病気になって失ったものばかりを数えていた時期もありましたが、病気になったから出会えた人もたくさんいるし、日本代表を経験することもできたし、今は得たものもたくさんあったなと思います。

ーーSNSでも多くの応援が届いているそうですね。

SNSを通じて応援メッセージを送ってくれるということは、僕の活動がその人の心を動かしたり力になれたりしたということだと思うので、とても嬉しいです。同じ病気を持つ子供の親御さんからメッセージをいただくことも多いんです。副腎白質ジストロフィーは珍しい病気なので病名で検索しても同じ病気と戦っている方を見つけるのって結構大変で、恐らく今SNSで副腎白質ジストロフィーを検索すると、僕が検索結果に出てくることが多いと思うんです。だからこそ、SNSでも積極的に発信するようにしています。僕が頑張る姿を見た人や同じ病気を患っている子供達、その家族の力に少しでもなれれば。「同じ病気だけどこんな人もいるんだ」と前を向くきっかけになれたらと思っています。
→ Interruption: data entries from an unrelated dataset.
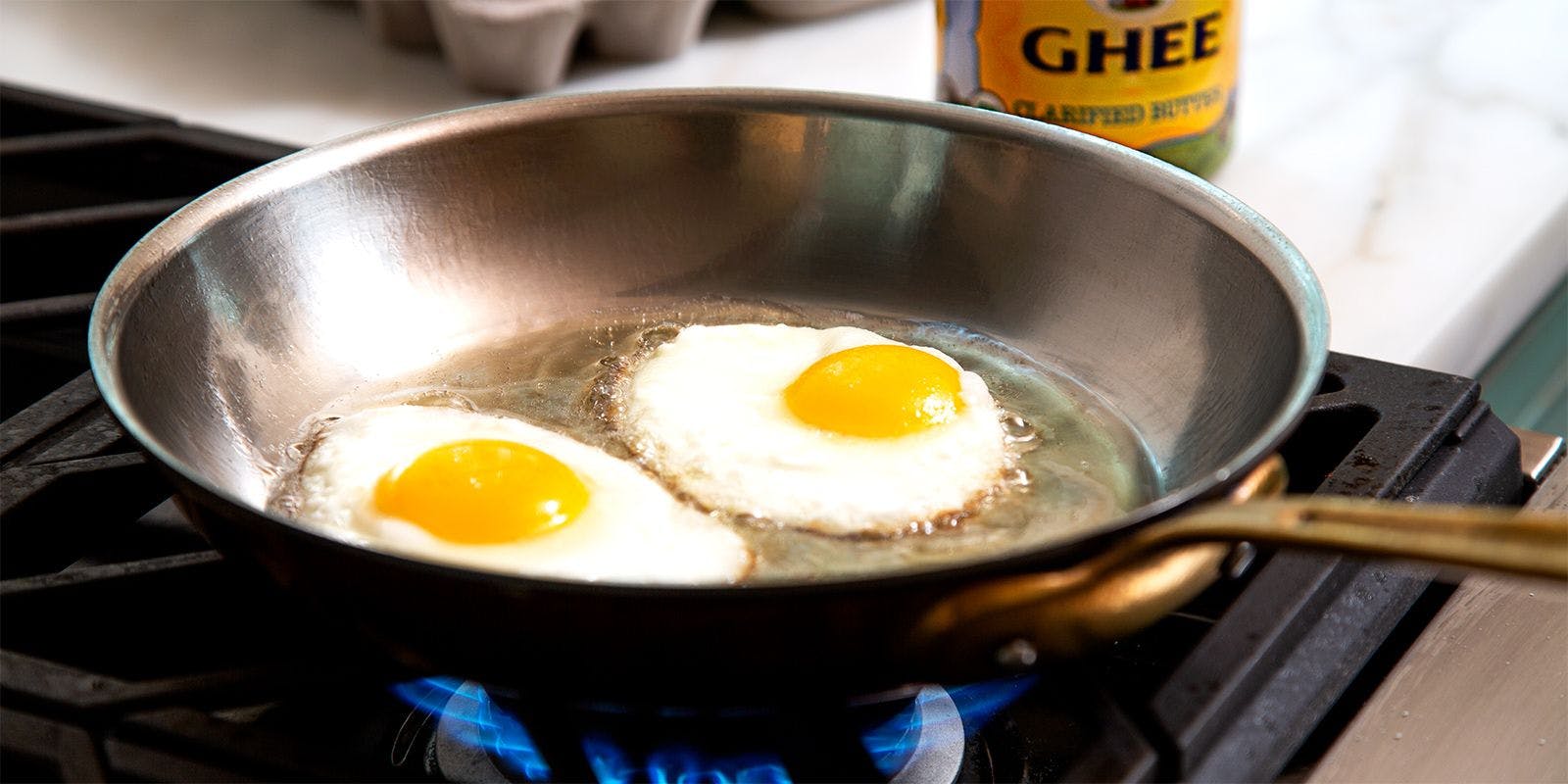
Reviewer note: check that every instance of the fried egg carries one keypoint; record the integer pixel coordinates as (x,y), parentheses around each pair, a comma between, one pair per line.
(499,494)
(839,430)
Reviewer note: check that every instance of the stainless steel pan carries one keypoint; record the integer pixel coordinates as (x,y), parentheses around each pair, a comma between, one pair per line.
(373,256)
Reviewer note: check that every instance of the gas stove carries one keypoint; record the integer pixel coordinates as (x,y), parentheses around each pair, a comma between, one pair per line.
(129,650)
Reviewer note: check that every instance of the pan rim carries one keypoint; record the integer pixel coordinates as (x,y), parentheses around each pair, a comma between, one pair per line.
(1249,227)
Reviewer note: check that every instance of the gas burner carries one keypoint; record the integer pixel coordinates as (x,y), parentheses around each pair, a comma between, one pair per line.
(922,736)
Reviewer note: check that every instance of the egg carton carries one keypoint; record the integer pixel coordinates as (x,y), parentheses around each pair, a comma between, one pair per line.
(524,46)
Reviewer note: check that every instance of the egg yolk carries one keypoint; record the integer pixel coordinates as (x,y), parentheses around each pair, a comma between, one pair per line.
(875,391)
(483,491)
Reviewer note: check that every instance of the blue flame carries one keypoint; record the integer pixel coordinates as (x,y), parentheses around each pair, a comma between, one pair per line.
(894,742)
(681,765)
(478,721)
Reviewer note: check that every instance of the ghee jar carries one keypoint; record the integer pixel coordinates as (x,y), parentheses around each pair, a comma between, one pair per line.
(1157,75)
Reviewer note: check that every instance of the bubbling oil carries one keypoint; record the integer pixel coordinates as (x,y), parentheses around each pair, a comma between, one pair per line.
(1078,462)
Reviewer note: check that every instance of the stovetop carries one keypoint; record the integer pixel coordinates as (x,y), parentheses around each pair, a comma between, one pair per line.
(130,650)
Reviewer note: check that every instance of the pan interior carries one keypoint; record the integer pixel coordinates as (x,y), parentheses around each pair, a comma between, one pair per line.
(1078,462)
(363,263)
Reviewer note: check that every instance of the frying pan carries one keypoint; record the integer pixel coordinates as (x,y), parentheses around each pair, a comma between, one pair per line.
(370,258)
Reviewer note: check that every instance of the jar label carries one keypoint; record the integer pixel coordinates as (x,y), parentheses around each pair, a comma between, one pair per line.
(1150,74)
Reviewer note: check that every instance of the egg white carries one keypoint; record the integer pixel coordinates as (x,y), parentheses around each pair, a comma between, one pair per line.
(706,412)
(629,532)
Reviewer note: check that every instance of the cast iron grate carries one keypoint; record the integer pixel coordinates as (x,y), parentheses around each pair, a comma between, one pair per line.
(130,650)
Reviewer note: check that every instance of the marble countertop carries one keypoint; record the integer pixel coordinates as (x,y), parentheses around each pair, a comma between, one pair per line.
(1416,151)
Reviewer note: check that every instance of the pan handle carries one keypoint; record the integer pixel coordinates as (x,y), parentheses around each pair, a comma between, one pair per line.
(1529,543)
(1164,564)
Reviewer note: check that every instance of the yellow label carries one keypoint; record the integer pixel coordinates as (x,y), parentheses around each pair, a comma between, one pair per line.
(1142,73)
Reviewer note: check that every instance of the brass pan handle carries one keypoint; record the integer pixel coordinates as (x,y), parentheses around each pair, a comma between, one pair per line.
(1529,543)
(1164,564)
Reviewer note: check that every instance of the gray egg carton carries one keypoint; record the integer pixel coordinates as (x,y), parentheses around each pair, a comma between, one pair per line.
(524,46)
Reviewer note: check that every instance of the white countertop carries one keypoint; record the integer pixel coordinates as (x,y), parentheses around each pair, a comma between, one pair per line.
(1415,151)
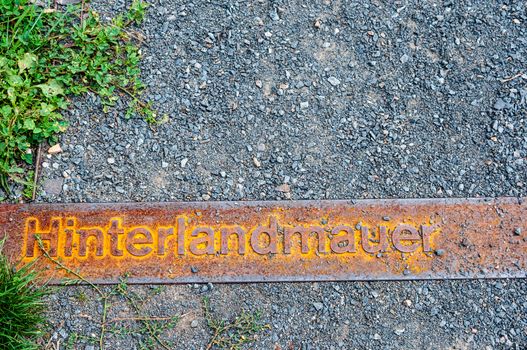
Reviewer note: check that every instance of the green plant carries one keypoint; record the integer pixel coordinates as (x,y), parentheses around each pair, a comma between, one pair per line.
(234,333)
(21,306)
(46,56)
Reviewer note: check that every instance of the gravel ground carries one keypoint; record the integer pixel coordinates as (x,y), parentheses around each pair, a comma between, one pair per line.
(336,99)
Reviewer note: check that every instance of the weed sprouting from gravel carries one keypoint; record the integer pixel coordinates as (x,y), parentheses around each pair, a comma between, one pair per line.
(21,306)
(48,55)
(234,333)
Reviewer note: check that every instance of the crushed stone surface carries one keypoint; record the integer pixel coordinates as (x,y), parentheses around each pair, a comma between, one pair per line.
(312,100)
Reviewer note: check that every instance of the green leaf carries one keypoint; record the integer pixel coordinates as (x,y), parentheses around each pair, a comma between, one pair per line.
(28,61)
(51,88)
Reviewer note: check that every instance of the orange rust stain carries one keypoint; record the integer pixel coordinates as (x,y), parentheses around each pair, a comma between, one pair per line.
(327,240)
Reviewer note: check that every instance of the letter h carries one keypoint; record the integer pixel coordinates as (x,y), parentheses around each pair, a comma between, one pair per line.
(52,236)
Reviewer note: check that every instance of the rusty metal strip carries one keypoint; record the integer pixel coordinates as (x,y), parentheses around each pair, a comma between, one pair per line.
(274,241)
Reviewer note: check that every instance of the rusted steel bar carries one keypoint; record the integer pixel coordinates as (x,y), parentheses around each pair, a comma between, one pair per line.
(274,241)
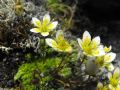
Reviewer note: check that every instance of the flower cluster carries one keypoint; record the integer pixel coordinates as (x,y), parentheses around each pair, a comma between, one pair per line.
(92,48)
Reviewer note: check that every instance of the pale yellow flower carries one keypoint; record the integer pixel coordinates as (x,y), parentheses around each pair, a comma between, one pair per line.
(114,79)
(60,43)
(91,47)
(106,61)
(107,49)
(44,27)
(101,87)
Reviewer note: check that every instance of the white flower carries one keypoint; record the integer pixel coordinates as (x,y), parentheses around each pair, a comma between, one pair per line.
(59,44)
(91,47)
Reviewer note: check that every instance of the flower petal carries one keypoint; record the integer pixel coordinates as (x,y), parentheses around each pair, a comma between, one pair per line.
(95,42)
(36,22)
(35,30)
(109,75)
(99,51)
(68,49)
(46,19)
(107,49)
(109,57)
(52,25)
(100,86)
(44,34)
(116,73)
(110,67)
(59,36)
(52,43)
(80,42)
(86,38)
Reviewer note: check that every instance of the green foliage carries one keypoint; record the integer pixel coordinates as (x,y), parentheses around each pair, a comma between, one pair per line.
(65,72)
(37,69)
(52,1)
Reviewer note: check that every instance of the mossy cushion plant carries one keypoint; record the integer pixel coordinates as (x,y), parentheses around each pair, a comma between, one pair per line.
(93,61)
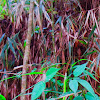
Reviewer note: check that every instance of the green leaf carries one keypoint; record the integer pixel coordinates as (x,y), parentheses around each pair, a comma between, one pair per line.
(89,96)
(2,97)
(37,90)
(79,69)
(78,98)
(90,75)
(31,73)
(92,32)
(73,84)
(2,37)
(85,84)
(50,73)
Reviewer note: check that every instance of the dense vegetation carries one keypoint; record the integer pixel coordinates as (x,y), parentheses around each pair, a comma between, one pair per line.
(49,49)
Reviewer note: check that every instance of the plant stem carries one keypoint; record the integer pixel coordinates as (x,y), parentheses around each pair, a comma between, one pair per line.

ーー平井さんはきっとすでに誰かにとってのヒーローだと思います。

僕の考えるヒーローは「人に力を届けられる人」なので、もしそうなれていたら嬉しいですね。僕はきっと、応援されるよりも応援したいんです。だから「頑張ってください、応援しています」といったメッセージは、僕にとって「もっともっと頑張ってより力を届けていきたい」と思える力になります。誰かに力を届けられる人になることは、選手としてのもうひとつの目標でもあります。

ーー最後に、平井さんにとって応援とは何でしょうか。

「お互いを元気づけられる力の源」です。それが無いと頑張れないし、それがあるから頑張れる。力を届けられたり、届けたりできるもの。それが僕にとっての応援です。